Idaho Project a Flashpoint of Environmentalists’ Drag on Economic Progress
This month a seminar hosted by RealClear Politics sounded yet another alarm regarding America’s highly troubling overreliance on importing critical minerals from adversarial nations. As demand for minerals skyrockets in our tech-centered economy, U.S. dependence on foreign supply from nations such as China has doubled over the last 25 years, a situation that leaves us extremely vulnerable to trade tensions or global hostilities.
Confounding the situation is that America has more than ample resources within our borders to be almost completely independent of foreign imports, but environmental activists on the national and local level have denied us this moment through a radical zero-tolerance stance on mining that rejects even the most beneficial and advantageous projects.
The concerted attack on mining redounds to our entire economy, which will be even more dependent on critical minerals as we recover from Covid. Instead of supporting policies that will help boost jobs and growth post-Covid, green activists instead have sought to exploit and leverage the crisis and its dire impact as idyllic for a “greener future.” A flashpoint of the battle between economic recovery and the environmental agenda is now on display in Idaho, where a significant investment in the nationally crucial Stibnite Gold Project is underway.
In development for more than ten years by Midas Gold, the Stibnite Gold Project is a “pioneering” undertaking grounded in community partnerships within the historic Stibnite Mining District, an abandoned legacy brownfields mining site. This site has sat idle for decades, a testament to environmental blight and wasted economic capital.
And while the mining district may be a mess of fouled salmon streams, spent ore waste, and abandoned mining pits, below the surface exists one of the largest deposits of gold and antimony in the country. Antimony, some may recall, is a critical mineral used for everything from defense and aerospace to consumer electronics; the fact that America is largely dependent upon China for its supply provides further insight into the economic value of this project.
By all measures Stibnite represents the ideal economic undertaking. It turns waste into value, boosts state economic development, creates critical jobs, initiates environmental cleanup, and weans America from foreign dependence on critical minerals central to industry and national defense. Amid the most severe economic downturn of our lives, it’s a shovel-ready economic bolt from the blue.
But the radical environmentalists are having none of it.
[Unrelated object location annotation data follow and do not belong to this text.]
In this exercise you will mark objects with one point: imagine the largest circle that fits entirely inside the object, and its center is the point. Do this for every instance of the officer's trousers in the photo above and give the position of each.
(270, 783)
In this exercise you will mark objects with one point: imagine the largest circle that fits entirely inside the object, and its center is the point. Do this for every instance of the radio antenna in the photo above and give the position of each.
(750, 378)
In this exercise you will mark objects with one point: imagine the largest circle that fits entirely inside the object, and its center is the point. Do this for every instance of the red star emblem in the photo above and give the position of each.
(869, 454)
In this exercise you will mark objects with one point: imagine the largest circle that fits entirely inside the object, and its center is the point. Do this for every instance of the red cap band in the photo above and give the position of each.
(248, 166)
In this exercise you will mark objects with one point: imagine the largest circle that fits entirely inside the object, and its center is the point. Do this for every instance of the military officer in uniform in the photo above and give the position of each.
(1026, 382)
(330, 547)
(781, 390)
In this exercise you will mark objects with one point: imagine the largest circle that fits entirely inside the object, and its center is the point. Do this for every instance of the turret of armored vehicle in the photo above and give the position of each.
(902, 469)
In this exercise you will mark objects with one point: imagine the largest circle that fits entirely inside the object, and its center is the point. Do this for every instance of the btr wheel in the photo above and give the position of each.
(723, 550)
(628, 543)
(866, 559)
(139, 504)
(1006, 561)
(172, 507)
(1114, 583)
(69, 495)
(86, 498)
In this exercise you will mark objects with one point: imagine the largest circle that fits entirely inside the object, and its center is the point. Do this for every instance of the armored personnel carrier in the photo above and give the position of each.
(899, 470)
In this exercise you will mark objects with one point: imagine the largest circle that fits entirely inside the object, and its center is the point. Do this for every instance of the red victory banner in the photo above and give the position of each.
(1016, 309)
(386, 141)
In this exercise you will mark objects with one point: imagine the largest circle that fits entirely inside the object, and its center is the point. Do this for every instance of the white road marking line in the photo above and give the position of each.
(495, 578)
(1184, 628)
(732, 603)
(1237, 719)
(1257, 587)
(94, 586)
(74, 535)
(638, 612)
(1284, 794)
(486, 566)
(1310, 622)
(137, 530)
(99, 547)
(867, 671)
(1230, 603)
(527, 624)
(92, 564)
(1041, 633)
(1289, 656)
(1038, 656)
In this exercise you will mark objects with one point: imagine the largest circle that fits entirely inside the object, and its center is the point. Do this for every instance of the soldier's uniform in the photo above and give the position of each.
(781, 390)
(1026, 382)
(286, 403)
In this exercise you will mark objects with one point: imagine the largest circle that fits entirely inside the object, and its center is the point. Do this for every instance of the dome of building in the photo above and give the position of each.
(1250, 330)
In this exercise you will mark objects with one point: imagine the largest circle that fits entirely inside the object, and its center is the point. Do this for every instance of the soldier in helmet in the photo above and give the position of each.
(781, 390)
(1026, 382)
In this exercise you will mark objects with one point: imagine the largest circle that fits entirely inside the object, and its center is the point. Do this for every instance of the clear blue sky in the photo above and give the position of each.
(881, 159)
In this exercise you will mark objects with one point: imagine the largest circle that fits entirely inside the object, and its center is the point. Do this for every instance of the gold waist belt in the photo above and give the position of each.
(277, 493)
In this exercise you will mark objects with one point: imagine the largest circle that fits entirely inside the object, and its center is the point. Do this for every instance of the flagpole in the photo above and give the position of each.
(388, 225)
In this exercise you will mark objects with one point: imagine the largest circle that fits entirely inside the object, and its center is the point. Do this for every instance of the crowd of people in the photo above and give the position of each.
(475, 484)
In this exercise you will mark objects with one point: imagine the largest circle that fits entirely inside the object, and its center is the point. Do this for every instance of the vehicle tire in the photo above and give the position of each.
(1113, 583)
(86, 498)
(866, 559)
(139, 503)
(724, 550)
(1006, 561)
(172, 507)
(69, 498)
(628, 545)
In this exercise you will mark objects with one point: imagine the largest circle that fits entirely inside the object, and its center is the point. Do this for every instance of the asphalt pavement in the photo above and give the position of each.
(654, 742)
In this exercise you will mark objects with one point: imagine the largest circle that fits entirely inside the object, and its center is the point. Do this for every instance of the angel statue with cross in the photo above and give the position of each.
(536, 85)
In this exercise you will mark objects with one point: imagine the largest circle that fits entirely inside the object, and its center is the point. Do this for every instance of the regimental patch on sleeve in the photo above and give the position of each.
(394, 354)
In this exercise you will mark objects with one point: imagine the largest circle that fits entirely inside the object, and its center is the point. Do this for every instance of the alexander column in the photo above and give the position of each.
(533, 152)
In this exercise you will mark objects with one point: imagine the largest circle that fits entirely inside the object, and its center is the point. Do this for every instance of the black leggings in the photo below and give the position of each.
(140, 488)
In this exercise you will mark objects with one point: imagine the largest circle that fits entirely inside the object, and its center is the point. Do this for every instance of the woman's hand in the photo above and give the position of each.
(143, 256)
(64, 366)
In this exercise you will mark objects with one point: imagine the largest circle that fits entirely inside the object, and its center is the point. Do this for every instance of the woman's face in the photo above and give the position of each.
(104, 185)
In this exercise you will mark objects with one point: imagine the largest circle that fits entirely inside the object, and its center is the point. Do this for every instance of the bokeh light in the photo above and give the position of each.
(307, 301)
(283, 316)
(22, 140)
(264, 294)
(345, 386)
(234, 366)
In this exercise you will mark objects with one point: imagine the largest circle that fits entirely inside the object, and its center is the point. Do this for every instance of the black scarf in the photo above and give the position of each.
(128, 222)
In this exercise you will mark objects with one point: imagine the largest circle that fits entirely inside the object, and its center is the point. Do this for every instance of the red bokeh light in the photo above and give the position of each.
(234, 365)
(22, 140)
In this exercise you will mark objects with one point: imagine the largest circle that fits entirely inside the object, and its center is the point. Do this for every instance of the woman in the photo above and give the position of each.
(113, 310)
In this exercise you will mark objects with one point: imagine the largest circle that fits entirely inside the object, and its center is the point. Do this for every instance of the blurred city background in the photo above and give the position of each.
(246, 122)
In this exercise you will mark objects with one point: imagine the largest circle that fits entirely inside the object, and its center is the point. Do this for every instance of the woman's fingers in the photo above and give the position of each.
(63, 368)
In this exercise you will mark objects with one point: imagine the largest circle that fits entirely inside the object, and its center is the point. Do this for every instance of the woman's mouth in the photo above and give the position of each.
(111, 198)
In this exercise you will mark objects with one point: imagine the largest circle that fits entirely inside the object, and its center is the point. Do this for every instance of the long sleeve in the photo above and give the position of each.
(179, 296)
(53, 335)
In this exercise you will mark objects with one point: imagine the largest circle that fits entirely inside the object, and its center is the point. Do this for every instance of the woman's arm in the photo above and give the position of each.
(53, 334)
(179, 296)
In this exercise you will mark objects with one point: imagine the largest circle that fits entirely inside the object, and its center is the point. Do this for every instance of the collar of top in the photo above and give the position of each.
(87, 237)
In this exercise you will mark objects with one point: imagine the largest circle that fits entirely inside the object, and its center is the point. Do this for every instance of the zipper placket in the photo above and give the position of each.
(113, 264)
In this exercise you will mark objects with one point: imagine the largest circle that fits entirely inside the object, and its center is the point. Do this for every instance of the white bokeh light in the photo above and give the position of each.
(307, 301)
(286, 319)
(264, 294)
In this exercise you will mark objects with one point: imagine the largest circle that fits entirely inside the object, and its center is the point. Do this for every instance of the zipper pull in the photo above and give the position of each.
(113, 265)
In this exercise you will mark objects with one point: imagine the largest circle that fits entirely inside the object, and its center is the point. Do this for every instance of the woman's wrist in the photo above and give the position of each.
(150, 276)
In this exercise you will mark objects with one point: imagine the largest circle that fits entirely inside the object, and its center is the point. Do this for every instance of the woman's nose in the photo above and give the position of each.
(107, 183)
Funded by the deep pockets of national “green” organizations zealously opposed to anything related to mining, they are wholly prepared to eliminate the enormous economic and environmental benefits of this project merely to make an ideological point. And Stibnite is far from an isolated incident; the same blueprint of protests and court battles is underway in opposition to the Pebble Mine in Alaska, making good on their threats that no mining, energy, or exploration project will go unchallenged.
Despite the misinformation regarding mining being promulgated by its environmentalist opponents, Midas Gold’s proposal would use modern, heavily regulated mining to responsibly extract hundreds of millions of pounds of valuable domestic resources. Proceeds of the mining activities would also be used to reclaim the land and water damaged by earlier and largely unregulated mining.
The company has already invested more than $200 million in exploring, evaluating, and planning the Stibnite Gold Project, including roughly $90 million in the state of Idaho. If the radical eco-warriors succeed they will not only sink these investments but over $1 billion more that will follow to cover operations; an outright hostile position to take toward communities desperate for jobs and development that also delivers a black eye to kick starting crucial infrastructure projects across the nation.
And again, the Department of Defense considers antimony to be one of the most important “critical minerals” to our national security. We need it desperately – and we currently produce none of it domestically. The extreme environmentalist agenda would leave us dependent upon China, the world’s leading producer by far, in perpetuity, an absolutely reckless position.
Highlighting just how extreme the opponents of Stibnite are, there is currently no other path toward reclamation or cleanup, meaning the greens are willing to let an environmental hazard remain in place just so it can be prevented from being made economically viable. This is the radical anti-market agenda America’s now-struggling economy is up against, not just in Idaho, but nationwide.
The U.S. Forest Service is in the process of taking public comments on the Draft Environmental Impact Statement for the Stibnite Gold Project. As the comment period moves forward and as the permitting and approval process reaches its conclusion, it’s essential that policymakers, regulators, and other stakeholders recognize the vital role reclamation projects play in America's pursuit of natural resources in our economic outlook as they reject the hysterics of the dogmatic environmentalist crowd. The Stibnite Gold Project is good for Idaho and good for our nation, it deserves our support and our utmost attention as a sign of whether America secures a future of critical mineral independence.
Gerard Scimeca is an attorney and co-founder of CASE, Consumer Action for a Strong Economy, a free-market oriented consumer advocacy organization.